Vedalar ve Ergenekon'dan kaçış

2020 Yeniçağ için kayıplar ve hüzün yılı oldu. Birçok yazar arkadaşımız aramızdan ayrıldı. Bazılarıyla şahsen tanışmasam da kendi ailem saydığım Yeniçağ'ın bu kaybı elbette üzüntü vericidir.

Her insan değerlidir.

Biriciktir.

Pek çokları özel yetenektir ve kolay yetişmez aynı zamanda kolay da bulunmaz.

Burhan Ayeri.

Muhittin Nalbatoğlu

Ve Kenan Akın

Nalbatoğlu'nun yazdıklarına bakınca çocuk dünyasına ayrılmış onlarca öyküyle karşılaşıyoruz. Demek ki çocuklarla dolu bir dünyası varmış. İçinde çocuk seslerinin olduğu, ruhunun derinliklerinde yaşayan yüzlerce çocuk yer etmiş…

Dedem Korkut, "Gidimli gelimli dünya.  Ecel aldı yer gizledi. Fani dünya kime kaldı.." diyor.

Gidenlere kalmadığı gibi bize de kalmayacak. "Baki kalan hoş bir seda" olsun.

Hepsine Allah rahmet eylesin… Bu arada Türkocaklarından da bir yıldız kaydı. Kültür Bakanlığı eski Müsteşar Yardımcılarından ve aynı zamanda Türk ocakları Genel merkezine pek çok görevlerde bulunmuş olan Alaaddin Korkmaz Bey de 2020'nin sonunda korona tedavisinden çıkamadı.

Hüzünlü veda vakti demek ki.

Milliyetçi camianın büyük şairi Yahya Kemal'in dediği gibi: "Demir almak günü gelmişse zamandan/ Meçhule giden bir gemi kalkar limandan…"

Bu hep böyle oldu ve hepimiz biliyoruz ki daima böyle olacak.

Gidenleri rahmetle anıp, hayırla yad etmek ve kimi zaman da hatırlamak gerektir.

Yolunuz açık olsun iyi insanlar.

Yazdıklarınız, anlattıklarınız toplumsal fayda açısından değerliydi. Bilerek ve isteyerek insanlara kötü şey söylemediniz.

Ruhunuz şad olsun..

***

Ergenekon'dan kaçış

Ankara'da bulunan eski Türkocağı binası, müze olarak düzenlendi ve bir hafta önce açıldı. Ancak bu adamlarda tarihe, geçmişe milim saygı olmadığından, o müzede bulunması gereken Ergenekon'dan çıkış tablosu depoya kaldırılmış.

Şaşırdık mı?

Hayır!

Cumhur İttifakı'mızın, Ergenekon'la ne işi olabilir? Hele bu tabloyu bir de Atatürk yaptırmışsa, ders kitaplarına bile koydurmuşsa, paraların üzerine bile bozkurt çizdirmişse, ne olması lazım?

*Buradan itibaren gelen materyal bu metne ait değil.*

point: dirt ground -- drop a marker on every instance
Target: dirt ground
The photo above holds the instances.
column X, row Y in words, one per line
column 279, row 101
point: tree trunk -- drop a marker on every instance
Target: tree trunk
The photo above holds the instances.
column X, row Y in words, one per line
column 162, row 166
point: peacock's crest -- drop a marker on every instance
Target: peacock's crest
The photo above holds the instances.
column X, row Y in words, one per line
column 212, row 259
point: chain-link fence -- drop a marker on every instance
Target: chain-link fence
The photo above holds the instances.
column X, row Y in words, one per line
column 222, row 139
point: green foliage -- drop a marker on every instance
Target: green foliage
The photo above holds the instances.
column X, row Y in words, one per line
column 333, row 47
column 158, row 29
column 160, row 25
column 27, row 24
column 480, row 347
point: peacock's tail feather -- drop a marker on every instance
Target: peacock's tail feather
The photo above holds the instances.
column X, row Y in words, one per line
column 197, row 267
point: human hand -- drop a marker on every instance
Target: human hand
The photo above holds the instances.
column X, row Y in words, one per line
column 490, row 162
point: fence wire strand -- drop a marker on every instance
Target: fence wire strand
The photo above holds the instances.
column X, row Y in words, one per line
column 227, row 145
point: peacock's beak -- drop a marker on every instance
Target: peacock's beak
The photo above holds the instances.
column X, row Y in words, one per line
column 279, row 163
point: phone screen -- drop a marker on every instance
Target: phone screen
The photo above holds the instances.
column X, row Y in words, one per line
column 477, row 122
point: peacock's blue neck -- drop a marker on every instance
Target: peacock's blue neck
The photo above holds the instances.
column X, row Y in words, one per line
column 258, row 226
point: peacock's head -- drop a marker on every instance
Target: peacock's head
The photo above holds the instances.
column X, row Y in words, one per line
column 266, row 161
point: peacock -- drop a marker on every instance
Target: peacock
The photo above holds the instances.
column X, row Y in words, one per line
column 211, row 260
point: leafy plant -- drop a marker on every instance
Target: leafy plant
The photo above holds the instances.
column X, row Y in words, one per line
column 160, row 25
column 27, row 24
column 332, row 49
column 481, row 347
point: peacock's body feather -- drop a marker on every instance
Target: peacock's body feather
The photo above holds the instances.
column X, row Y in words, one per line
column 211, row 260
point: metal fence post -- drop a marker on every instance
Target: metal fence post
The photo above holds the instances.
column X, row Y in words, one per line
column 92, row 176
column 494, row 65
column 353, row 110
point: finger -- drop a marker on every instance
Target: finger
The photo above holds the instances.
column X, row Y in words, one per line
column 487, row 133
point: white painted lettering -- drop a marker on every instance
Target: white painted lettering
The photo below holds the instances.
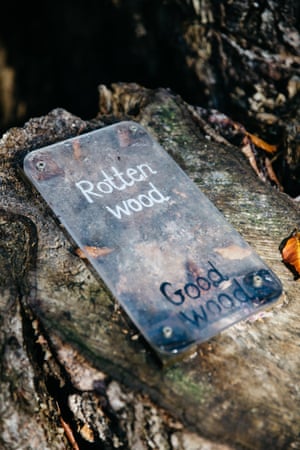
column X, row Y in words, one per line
column 86, row 187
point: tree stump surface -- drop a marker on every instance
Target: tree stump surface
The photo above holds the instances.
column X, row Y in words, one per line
column 72, row 365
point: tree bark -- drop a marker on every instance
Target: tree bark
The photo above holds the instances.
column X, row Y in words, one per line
column 74, row 368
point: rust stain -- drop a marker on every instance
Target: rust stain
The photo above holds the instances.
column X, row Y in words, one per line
column 233, row 252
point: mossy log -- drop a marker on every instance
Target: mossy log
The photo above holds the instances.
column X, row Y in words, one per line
column 74, row 369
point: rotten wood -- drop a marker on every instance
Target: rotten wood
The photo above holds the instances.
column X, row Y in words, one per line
column 77, row 349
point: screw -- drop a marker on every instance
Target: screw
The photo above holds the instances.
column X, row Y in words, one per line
column 167, row 332
column 257, row 281
column 40, row 165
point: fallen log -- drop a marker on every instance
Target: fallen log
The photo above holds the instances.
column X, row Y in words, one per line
column 71, row 359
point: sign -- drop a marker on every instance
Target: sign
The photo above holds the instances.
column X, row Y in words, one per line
column 177, row 267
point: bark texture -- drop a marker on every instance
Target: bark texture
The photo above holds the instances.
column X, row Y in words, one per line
column 241, row 57
column 72, row 366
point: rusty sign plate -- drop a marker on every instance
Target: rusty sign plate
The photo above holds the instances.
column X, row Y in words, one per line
column 177, row 267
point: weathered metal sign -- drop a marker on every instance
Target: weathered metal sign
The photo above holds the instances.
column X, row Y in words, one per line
column 178, row 268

Depoya kaldırılması lazım.

Niye?

Çünkü Cumhur İttifakı'mız aşırı milli ve çok aşarı yerli de ondan(!)

Ne söylemiştik geçen yazımda?

"Milliyetçilik soğuk savaş sonrası tasfiye ediliyor" dedik.

Aha da ispatı.

Dünyanın süper güçleri, uluslararası küresel sermaye ve uluslararası güç merkezleri Türklerin uyanışından korkuyor.

"Turan" dediniz mi kulakları dikiyor.

Türk, orta Asya, Kırgız, Türkmenistan gibi kavramları duyunca endişeleniyor.

Öncelik Rusya ile Çin'de.

ABD, şimdilik oradaki güçleri yanına çekip, adsorbe etmek istiyor. Bir taraftan da nükleer silahlanmayacaklarına dair anlaşmalar imzalıyor.

Bu politikaların Türkiye'deki uygulaması ise, ülkücü-milliyetçiliği kontrpiyede (belirli seviyede) tutmak. Zira büsbütün yok edilemeyeceğine göre fazla güçlenmesin. Onun için, soğuk savaş dönemindeki gibi etkisi ve gücü yok.   Mevcut görevliler onu, AKP'ye eklemlemeye çalışıyor. İhvancı AKP ideolojinin peşine takarak ve onunla birlikte entegrasyona (uyumlu kültürel bütünleşmeye) zorluyor.

Bunu yaparken kullandıkları gerekçe "yerlilik ve millilik, beka meselesi."

Korkutma öğesi, terör.

Korkutma politik nesnesi, HDP.

Ergenekon tablosu bu sebeple depoda olacak tabi?

Uyanış Selçuklu mu, Ergenekon mu? Varın siz düşünün.